Albert Pyle Obituary, Death – Albert Pyle, who has served as the director of the Mercantile Library for more than twenty years, has decided to step down from his position as director of the library and pursue other professional opportunities. It has a long history of attracting cultural notables to the city, and it is considered as the “literary core” of Cincinnati. Additionally, the area has a rich history. This organization, which has a long history of bringing renowned cultural figures to the city, will no longer have him as a member moving forward.
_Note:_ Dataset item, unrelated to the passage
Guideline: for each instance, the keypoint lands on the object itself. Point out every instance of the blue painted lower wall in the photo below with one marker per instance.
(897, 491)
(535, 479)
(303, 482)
This tradition may be traced all the way back to the time when Harriet Beecher Stowe and Ralph Waldo Emerson were both still very much alive. Before Pyle started working at the Mercantile in the 1980s and 1990s, he was a writer of mystery fiction and a contributor to this magazine. During that time, the Mercantile published some of his work. He maintained a career throughout those same decades as well. There, he made regular use of his humor to make light of the peculiarities of the city; this is a practice that he has continued in more recent times, as he was the one who thought of the concept for our grumpy columnist, Dr. Know. In that capacity, he responded to queries that readers had presented regarding the uniqueness of our city, and during his time in office, he came up with the name “Boehnerbelt.” It appears as though we are constantly looking to him for solutions of some type. The irony is that in that role, he was responsible for responding to questions posed by readers about the idiosyncrasies of our community. We came to the conclusion that it would be a good idea to interrogate him further with a few more questions before he gets back on his bike and rides home to complete catching up on his reading. Before he does this, we will grill him with a few more questions.